Wednesday, 3 March 2021

Let's Brew Wednesday - 1961 Clarke 1/2 MB

Clarke is a bonus brewery. I came across a brewing book of theirs totally by chance. Because it’s mixed in with Boddington’s ones.

A mis-cataloguing, I’m sure. There are other Clarke’s brewing records archived in Stockport, where the brewery was based. They were bought and closed by Boddington, presumably to get hold of their pubs. That’s just how things worked, if you wanted to expand your business.

According to the ever handy “Century of British Brewers plus plus” (by Norman Barber 2013, page 107) Richard Clarke & Co. Ltd. was founded in 1865 and bought by Boddington in 1963.
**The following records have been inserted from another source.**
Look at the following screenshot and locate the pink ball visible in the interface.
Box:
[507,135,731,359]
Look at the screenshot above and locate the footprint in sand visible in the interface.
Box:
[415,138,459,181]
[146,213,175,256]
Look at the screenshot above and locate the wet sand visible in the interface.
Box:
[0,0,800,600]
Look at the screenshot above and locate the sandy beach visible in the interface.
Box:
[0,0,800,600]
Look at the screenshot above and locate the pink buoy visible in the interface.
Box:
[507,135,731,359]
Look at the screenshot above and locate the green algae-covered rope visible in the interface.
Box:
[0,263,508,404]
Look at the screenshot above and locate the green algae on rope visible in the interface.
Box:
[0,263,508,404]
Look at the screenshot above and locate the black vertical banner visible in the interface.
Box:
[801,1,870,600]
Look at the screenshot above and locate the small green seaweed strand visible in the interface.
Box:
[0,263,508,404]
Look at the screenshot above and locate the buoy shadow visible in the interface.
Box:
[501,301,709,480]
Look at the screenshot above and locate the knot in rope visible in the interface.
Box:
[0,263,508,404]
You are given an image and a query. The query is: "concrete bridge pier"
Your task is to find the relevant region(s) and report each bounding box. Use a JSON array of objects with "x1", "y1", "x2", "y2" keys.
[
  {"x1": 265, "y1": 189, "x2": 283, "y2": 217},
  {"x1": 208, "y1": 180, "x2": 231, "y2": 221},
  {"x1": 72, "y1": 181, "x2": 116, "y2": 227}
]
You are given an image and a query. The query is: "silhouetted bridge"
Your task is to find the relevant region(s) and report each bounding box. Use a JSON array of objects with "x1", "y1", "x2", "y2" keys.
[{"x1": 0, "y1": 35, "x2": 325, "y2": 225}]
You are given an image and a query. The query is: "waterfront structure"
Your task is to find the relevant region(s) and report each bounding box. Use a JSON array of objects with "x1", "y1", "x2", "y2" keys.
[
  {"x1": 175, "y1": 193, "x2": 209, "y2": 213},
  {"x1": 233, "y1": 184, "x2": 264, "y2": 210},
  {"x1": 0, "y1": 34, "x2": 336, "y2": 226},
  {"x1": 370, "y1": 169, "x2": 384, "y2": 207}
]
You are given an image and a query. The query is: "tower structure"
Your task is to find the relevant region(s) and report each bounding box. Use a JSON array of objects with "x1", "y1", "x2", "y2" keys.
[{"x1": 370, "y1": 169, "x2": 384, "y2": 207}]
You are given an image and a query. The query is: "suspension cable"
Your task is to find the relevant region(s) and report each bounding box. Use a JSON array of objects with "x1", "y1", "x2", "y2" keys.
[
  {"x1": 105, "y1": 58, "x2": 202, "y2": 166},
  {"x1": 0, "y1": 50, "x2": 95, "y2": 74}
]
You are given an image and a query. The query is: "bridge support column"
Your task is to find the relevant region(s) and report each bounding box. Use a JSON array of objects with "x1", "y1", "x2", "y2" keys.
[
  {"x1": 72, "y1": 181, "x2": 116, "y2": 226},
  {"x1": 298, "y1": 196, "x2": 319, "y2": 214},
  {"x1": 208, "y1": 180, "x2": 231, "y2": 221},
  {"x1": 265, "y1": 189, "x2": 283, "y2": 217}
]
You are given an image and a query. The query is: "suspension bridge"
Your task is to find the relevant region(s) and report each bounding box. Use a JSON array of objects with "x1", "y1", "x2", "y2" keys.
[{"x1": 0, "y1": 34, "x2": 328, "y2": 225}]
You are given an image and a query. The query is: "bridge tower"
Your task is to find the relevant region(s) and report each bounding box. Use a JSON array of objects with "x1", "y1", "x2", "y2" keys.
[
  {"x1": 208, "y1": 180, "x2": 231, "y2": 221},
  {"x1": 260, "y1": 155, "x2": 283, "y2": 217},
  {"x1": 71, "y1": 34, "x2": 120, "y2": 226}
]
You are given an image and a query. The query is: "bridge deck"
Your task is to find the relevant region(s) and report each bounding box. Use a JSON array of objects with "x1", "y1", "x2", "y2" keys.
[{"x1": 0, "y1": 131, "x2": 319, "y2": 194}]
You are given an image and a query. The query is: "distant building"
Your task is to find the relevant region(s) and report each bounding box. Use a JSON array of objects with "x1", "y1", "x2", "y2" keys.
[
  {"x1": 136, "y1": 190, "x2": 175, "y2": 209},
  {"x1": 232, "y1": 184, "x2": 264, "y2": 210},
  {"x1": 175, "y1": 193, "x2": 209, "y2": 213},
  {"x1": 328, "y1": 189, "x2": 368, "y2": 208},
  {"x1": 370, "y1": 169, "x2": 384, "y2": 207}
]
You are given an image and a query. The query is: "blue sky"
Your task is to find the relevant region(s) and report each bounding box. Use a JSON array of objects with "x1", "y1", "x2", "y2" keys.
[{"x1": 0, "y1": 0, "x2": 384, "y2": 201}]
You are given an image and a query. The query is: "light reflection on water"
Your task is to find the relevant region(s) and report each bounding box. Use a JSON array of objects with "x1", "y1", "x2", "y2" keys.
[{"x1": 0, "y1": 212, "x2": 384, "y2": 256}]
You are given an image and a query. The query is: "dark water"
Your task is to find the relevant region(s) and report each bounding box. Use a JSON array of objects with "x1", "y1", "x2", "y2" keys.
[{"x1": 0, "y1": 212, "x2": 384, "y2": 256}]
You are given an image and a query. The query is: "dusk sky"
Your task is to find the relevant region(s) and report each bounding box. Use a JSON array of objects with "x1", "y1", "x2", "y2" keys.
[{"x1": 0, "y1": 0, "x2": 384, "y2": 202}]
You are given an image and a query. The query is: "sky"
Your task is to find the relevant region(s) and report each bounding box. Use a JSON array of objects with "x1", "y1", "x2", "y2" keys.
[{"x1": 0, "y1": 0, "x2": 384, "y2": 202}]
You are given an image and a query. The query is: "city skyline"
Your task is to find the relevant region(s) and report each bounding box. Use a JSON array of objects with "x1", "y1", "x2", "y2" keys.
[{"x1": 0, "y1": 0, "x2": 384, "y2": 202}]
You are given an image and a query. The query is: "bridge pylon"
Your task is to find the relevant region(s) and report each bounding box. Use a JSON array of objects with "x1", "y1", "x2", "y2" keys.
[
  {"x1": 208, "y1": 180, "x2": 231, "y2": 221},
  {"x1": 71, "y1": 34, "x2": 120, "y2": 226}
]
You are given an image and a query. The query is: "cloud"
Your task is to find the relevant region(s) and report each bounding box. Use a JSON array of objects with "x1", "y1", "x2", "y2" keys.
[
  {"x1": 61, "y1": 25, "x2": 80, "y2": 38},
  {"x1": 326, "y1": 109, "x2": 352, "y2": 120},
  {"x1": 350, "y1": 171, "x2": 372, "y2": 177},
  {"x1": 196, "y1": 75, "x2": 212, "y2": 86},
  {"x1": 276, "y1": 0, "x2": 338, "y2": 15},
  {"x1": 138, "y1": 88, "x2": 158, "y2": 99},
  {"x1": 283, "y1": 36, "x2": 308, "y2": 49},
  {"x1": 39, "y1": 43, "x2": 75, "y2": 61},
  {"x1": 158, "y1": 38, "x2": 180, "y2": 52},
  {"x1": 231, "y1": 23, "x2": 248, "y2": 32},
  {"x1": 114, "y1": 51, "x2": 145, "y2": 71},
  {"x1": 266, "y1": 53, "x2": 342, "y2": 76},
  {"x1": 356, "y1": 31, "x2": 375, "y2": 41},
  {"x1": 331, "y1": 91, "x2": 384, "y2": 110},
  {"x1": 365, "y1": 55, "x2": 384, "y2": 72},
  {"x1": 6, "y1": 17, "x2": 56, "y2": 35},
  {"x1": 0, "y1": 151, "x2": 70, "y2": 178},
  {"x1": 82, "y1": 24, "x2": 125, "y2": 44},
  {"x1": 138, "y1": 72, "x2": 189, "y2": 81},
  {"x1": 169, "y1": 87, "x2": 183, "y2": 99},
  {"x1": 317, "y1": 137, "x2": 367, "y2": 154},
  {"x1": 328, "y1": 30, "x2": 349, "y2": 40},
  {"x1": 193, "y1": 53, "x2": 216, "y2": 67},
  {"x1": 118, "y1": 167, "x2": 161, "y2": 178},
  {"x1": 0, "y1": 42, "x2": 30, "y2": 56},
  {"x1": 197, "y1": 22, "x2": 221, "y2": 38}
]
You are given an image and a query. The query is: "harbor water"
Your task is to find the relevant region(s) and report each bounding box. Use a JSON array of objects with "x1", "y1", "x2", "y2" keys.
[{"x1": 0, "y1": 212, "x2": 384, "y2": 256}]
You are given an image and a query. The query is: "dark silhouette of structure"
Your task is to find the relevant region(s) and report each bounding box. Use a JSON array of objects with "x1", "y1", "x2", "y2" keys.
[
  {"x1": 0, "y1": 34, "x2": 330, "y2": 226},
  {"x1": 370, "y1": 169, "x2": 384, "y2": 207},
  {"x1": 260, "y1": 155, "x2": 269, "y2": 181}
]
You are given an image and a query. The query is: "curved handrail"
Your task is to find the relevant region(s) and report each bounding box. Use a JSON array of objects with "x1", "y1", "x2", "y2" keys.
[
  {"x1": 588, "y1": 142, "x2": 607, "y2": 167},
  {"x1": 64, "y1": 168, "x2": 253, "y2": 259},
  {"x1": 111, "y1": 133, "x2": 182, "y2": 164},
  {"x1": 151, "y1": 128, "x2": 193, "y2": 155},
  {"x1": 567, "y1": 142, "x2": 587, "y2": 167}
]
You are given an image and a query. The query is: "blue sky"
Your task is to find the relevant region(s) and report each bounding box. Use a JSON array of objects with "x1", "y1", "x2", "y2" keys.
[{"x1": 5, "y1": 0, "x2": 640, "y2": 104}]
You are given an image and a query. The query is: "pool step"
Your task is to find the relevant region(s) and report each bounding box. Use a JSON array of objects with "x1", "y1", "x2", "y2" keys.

The log I found looks like the last. A bit sad that.

MB must mean Mild Beer. Dark, by the look of the recipe. Quite possibly darkened more with primings. A lot of that went on.

The grist has the bizarrely-fashionable and probably pointless enzymic malt, along with base malt, flaked maize and sugar. So pretty standard stuff. The log just says “invert”. No.3 is my guess.

Slightly unusually for a Mild, MB is dry hopped. Not a huge amount, but about the as much as a Bitter of the same strength. Talking of hops, they were Kent (1960 harvest), Sussex (1960), Worcester (1960) plus Worcester (1960) dry hops I’ve interpreted the Kent and Sussex hops as Fuggles, the Worcester hops as Goldings.

1/2 is the price, in case you're wondering. 1 shilling 2 pence for a pint in the public bar.

1961 Clarke 1/2 MB
pale malt 5.75 lb 79.31%
enzymic malt 0.125 lb 1.72%
flaked maize 0.25 lb 3.45%
caramel 1000 SRM 0.125 lb 1.72%
glucose 0.25 lb 3.45%
No. 3 invert sugar 0.50 lb 6.90%
malt extract 0.25 lb 3.45%
Fuggles 90 min 0.50 oz
Goldings 30 min 0.50 oz
Goldings dry hops 0.125 oz
OG 1033
FG 1012.5
ABV 2.71
Apparent attenuation 62.12%
IBU 13.4
SRM 14
Mash at 154º F
Sparge at 170º F
Boil time 90 minutes
pitching temp 62º F
Yeast Wyeast 1318 London ale III (Boddingtons)

This recipe appears in my book about UK beer after WW II. You can buy it here:




John Clarke said...

Hi Ron - delighted to see a Clarke's recipe here. The mild was apparently know in the pubs as Clarke's Blood Mixture. Although on reflection, it's just occurred to me that might be a 'BM' or Best Mild (I'm assuming they had one of those as most local brewers did).

Anonymous said...

Ron, I seem to remember other commenters stating that enzymic malt was what we would today call acidulated malt, used to control the mash pH. Is that right?

Ron Pattinson said...


that could be right. I've never quite got the point in its use. Maybe a professional brewer could chip in. (You could be a professional brewer for all I know.)

Flying Goose said...

Enzymic malt or Acidulated malt is used to help lower the mash ph. As a homebrewer I use it in my brews, the water in my area is fairly hard and ideal for stouts and porters but for pale ales and ipa's etc. I use a proportion of acid malt to acheive my ph targets of between 5.2 to 5.6 otherwise I wouldhave to add some sort of acid to acheive a similar result.